Cleaveland: A museum with a powerful message


              FILE - In this photo Sept. 14, 2016, final preparations are being made for the opening of the National Museum of African American History and Culture in Washington. The museum opens in Washington this Saturday, Sept. 24, 2016, aiming to tell the story of black people in the U.S. through compelling artifacts, yet visitors will find few personal mementos from one of the most famous and influential black Americans, the Rev. Martin Luther King Jr.  (AP Photo/Susan Walsh, File)
FILE - In this photo Sept. 14, 2016, final preparations are being made for the opening of the National Museum of African American History and Culture in Washington. The museum opens in Washington this Saturday, Sept. 24, 2016, aiming to tell the story of black people in the U.S. through compelling artifacts, yet visitors will find few personal mementos from one of the most famous and influential black Americans, the Rev. Martin Luther King Jr. (AP Photo/Susan Walsh, File)

Earlier this month, I visited the National Museum of African American History and Culture in Washington, D.C. Since its opening in September 2016, the museum has drawn countless visitors. January and February provide the best times for an unhurried visit, which is essential to soak in the many displays, artifacts and audiovisual presentations.
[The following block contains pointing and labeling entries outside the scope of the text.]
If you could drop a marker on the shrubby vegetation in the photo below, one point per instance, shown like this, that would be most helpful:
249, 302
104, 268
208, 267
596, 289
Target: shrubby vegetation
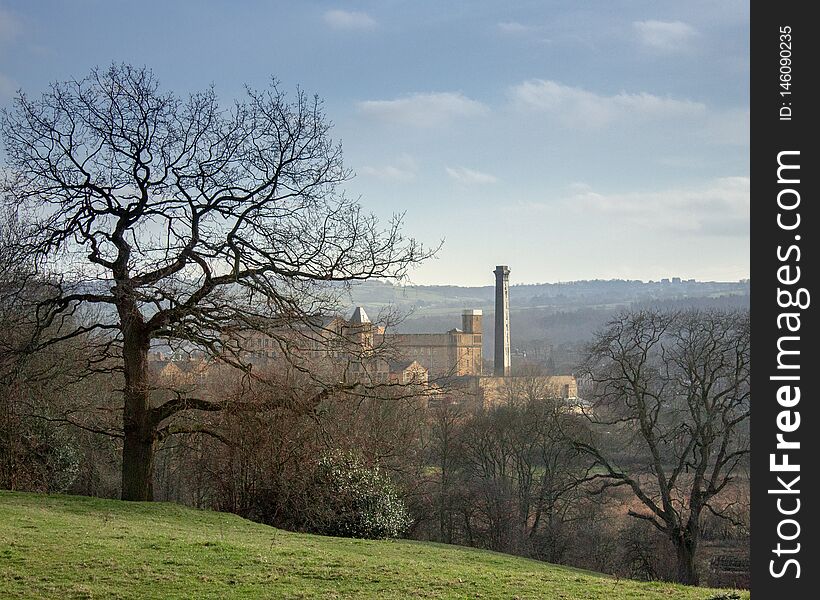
350, 499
The historical galleries are arranged along a 1.5-mile-long, upward spiral which features many offshoots that focus upon specific people and events. Slavery's history is traced from the first colonization of the Caribbean and North America by Spanish and later French and English settlers. Diseases brought from Europe decimated native populations. Initial shipments of African slaves mined silver and raised crops for island economies. Later, a booming economy based upon cotton increased the need for slave labor in the states that would later secede from the Union. Shackles, diagrams of the holds of slave ships, accounts of slave auctions and punishments of slaves bring alive the horrors that awaited Africans who were captured and sold to white masters. Eight U.S. presidents - Washington, Jefferson, Madison, Monroe, Jackson, Tyler, Taylor and Polk - owned slaves while in office.

The documentation of the decades of threats and compromises within the Congress highlight slavery as the one issue that legislators could never solve. Civil War, the Emancipation Proclamation of 1863 (which did not free the slaves in four border states), Reconstruction and segregation under Jim Crow laws are presented far more graphically than any course in American history could achieve.

Having grown up in a tightly segregated Georgia town, I thought of the poverty, injustices and utter lack of opportunity of the African-American boys and girls of my generation. During my years in medical practice, I had the privilege of caring for two African-American men close to my age who had grown up in my hometown. Our stories were so different that we could have lived on different planets. One of the men regularly attended family reunions in our hometown.

Among the many powerful displays, the most poignant for me was the burial coffin of Emmett Till, featured in an alcove along with photographs and commentary. Two white men from Mississippi kidnapped, tortured and killed the 14-year-old Chicago boy who was visiting relatives in the state in August 1955. The wife of one of the murderers, who was clerking a family store, alleged that the lad had made obscene comments while trying to pull her toward him. She recanted her story decades later. A jury found the two men innocent in a trial a month after the murder. The men contended that they had released Till and that the body that had been recovered was someone else. A year later, knowing that they could not be re-tried for their crime, they confessed their guilt to a reporter for Look magazine in exchange for a sizable payment. Outrage over the atrocity empowered the civil rights movement.

Appalled by the state of her son's body, Till's mother insisted that his casket should remain open in the hours preceding his funeral ceremony so that viewers could see the brutal outcome of Southern racism. In 2005, Till's body was exhumed. DNA analysis confirmed the identity of the remains, which were reburied in another casket. Till's mother donated the burial casket to the museum.

The National Museum of African American History and Culture presents many truths about our nation's troubled and often violent racial history. We have a long way to link those truths to a nationwide process of reconciliation.

Every member of Congress should allocate time for a lengthy, meditative visit to this museum. Perhaps this would finally lead to the passage by the House of Representatives of a federal anti-lynching bill, which passed on a unanimous Senate vote in December 2018.

Consider a personal pilgrimage to this incomparable museum.